İnsanlar tanıdım, çocuk sahibi olmak için kafasında
oluşturduğu mükemmel zamanın gelmesini bekleyen, insanlar tanıdım mutlu olmak
için hayalini kurduğu mükemmel an’ın olmasını bekleyen… Öğrendim ki mutlu olmak
için içinde bulunduğun koşulların ne olduğu çok da önemli değilmiş. Öğrendim ki
mutlu olmak, huzur sahibi olmak koşula bağlı değilmiş… Elbette ki kastettiğim büyük
acıları, kayıpları yaşadığımız dönemlerde mahallenin delisi gibi gülmek değil.
Hepimiz düşeriz, hepimizin canı acır. Ama ya kalkarız, yolumuza devam ederiz ya
da yattığımız yerde kalıp kendimize acırız. Tercih bizim. Bir Çin atasözünü
paylaşmak isterim: “Karakuşların başımızın üzerinden geçmesini engelleyemeyiz
ancak onların başımıza yuva yapmasını engelleyebiliriz.” der Çinli bilgeler.
İnsanlar tanıdım, “Bizden geçti” diyen, insanlar tanıdım “Artık
yapamam” deyip koşullarına teslim olan. “Tamam arkadaşım, sen belki şimdi Usain
Bolt gibi koşamazsın, hatta koşamazsın bile belki, iyi de kendin gibi de mi
yürüyemezsin?” dedim onlara.
Spor yapmanın bir yaşı mı var ya da âşık olmanın? Resim
yapmanın bir yaşı mı var ya da bir müzik aleti çalmayı öğrenmenin? Dil öğrenmenin
bir yaşı mı var, ya da üniversitede okumanın? “Elbette var!” diyenlere sorarım:
“Nerede yazıyor?” ya da şöyle sorayım: “Belli bir yaşa geldiği halde bunları
yapmış, başarmış olanlar yok mu?” Başkası yapabiliyorsa ben de yaparım, sen de
yaparsın, herkes yapabilir. Yaş, bir şeyleri yapmanın önünde engel değil, içimizdeki
ataletin bahanesidir ancak.
Bizler lise çağındayken mezuniyet ve diploma törenleri
yapılmazdı. Hele de kep ve cübbe giymek sadece kolej öğrencilerine mahsus bir
ayrıcalıktı o devirde. Üniversitede de böyle bir gelenek yoktu. Zaten 1981’de
üniversiteden mezun olan bir genç olarak 12 Eylül’ün ağır baskısıyla bunalan
ülkemde bir gencin böyle bir talebinin olması da mümkün değildi. Üniversite
mezuniyetinin bir tören halinde gerçekleşmesi Amerikan filmlerinde gördüğümüz
bir şeydi. Bizler çıkış belgelerimizi
sanki bir ayıpmış gibi gizli saklı aldık. Birçok kişi içerideyken, diğer
birçoğundan haber bile alınamazken bizlerin mezun olması bile vicdanımızı
yaralıyordu üstelik.
Sonraları kep giyme törenleri anaokullarına kadar indi.

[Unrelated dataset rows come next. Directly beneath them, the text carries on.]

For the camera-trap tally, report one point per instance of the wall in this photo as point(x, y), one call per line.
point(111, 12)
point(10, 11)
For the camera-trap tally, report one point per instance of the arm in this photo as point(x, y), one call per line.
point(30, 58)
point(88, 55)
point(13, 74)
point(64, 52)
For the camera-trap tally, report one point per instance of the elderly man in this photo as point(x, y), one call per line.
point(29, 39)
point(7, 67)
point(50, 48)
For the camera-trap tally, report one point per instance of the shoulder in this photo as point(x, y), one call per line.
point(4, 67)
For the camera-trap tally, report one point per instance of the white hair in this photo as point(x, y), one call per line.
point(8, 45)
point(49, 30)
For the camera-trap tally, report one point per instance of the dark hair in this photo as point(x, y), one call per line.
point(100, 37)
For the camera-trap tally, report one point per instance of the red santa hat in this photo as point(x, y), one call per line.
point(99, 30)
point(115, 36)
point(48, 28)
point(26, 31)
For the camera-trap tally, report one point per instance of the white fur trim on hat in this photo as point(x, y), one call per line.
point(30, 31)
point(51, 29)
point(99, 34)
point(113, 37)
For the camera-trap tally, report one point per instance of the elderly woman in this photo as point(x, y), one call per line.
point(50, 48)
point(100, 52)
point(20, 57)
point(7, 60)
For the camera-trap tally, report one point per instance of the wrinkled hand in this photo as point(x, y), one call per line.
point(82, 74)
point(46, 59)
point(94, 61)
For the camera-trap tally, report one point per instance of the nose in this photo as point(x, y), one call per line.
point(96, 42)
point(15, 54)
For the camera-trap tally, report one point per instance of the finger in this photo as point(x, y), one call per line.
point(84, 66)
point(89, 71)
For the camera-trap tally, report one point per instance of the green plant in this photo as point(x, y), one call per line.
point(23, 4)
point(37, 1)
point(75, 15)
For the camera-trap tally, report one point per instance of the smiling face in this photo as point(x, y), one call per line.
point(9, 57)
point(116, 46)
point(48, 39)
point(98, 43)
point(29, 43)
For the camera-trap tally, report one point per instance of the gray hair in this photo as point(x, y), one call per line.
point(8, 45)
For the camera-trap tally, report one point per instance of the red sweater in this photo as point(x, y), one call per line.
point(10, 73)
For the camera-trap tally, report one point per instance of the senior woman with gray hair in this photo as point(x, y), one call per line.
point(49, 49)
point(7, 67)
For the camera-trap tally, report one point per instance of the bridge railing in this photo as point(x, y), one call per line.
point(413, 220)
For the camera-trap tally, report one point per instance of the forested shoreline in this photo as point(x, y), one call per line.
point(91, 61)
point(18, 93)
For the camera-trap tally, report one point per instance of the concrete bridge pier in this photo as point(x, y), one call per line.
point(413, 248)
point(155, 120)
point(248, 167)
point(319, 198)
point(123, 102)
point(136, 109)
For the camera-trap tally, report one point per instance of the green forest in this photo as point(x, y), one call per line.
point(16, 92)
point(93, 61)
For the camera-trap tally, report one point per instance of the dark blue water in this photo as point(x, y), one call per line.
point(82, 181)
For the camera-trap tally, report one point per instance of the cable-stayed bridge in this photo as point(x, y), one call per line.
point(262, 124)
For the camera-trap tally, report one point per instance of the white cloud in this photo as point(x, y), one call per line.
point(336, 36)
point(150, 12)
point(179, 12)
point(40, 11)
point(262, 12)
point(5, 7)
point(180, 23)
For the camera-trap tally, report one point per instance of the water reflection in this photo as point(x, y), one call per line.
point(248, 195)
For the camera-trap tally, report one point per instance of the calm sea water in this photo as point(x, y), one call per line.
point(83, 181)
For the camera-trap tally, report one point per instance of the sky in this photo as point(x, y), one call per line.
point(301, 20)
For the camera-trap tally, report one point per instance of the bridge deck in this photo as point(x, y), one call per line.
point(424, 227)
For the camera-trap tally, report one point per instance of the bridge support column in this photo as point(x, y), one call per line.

Yıllarca gerek çocuklarının kep giyme törenlerine katılan gerekse benim gibi
öğretmen olup da öğrencilerinin mezuniyet törenlerinde görev alanların içinde
hep bir burukluk olmuştur bilirim. En azından benim oldu. Kep törenleri ve
mezuniyet seremonileri benim için asla ulaşamayacağım ilk gençliğimin simgesi oldu
uzun yıllar. Sonraları “Neden olmasın? Niye bizim de bir kep törenimiz olmasın?
Kep töreninin okul mezuniyetinden hemen sonra yapılması gibi bir kural mı var?”
diye sormaya başladım. İyi ki benim gibi düşünen başka arkadaşlarım da varmış.
Lise mezuniyetimizden tam 36 yıl sonra 21 Eylül 2013’te mezun olduğum lisenin
bahçesinde bir kep töreni gerçekleştirdik. Kimimiz eşleri, kimimiz yetişkin
çocukları, kimimiz ise torunları ile gelmişti törene. Yaklaşık iki saat süren
tören süresince çocuklar gibi şendik. 15-16 yaşındayken fotoğraf çektirdiğimiz
aynı yerlerde yine fotoğraflar çektirdik. Yıllardır görmediğimiz
arkadaşlarımızı gördük hasret giderdik. En önemlisi de RÖVANŞI ALDIK. “Bizden
geçti” demedik. “Yaşımızdan başımızdan da mı utanmayacağız” demedik. “Ülkenin
hali malum şimdi sırası mı?” hiç demedik. An’ı yakaladık ve hayatın tadını
çıkardık hep birlikte.
“Mükemmel an” yoktur, mükemmel an’lar gökten zembille inip
bize gelmez, an’ları mükemmel kılan biziz.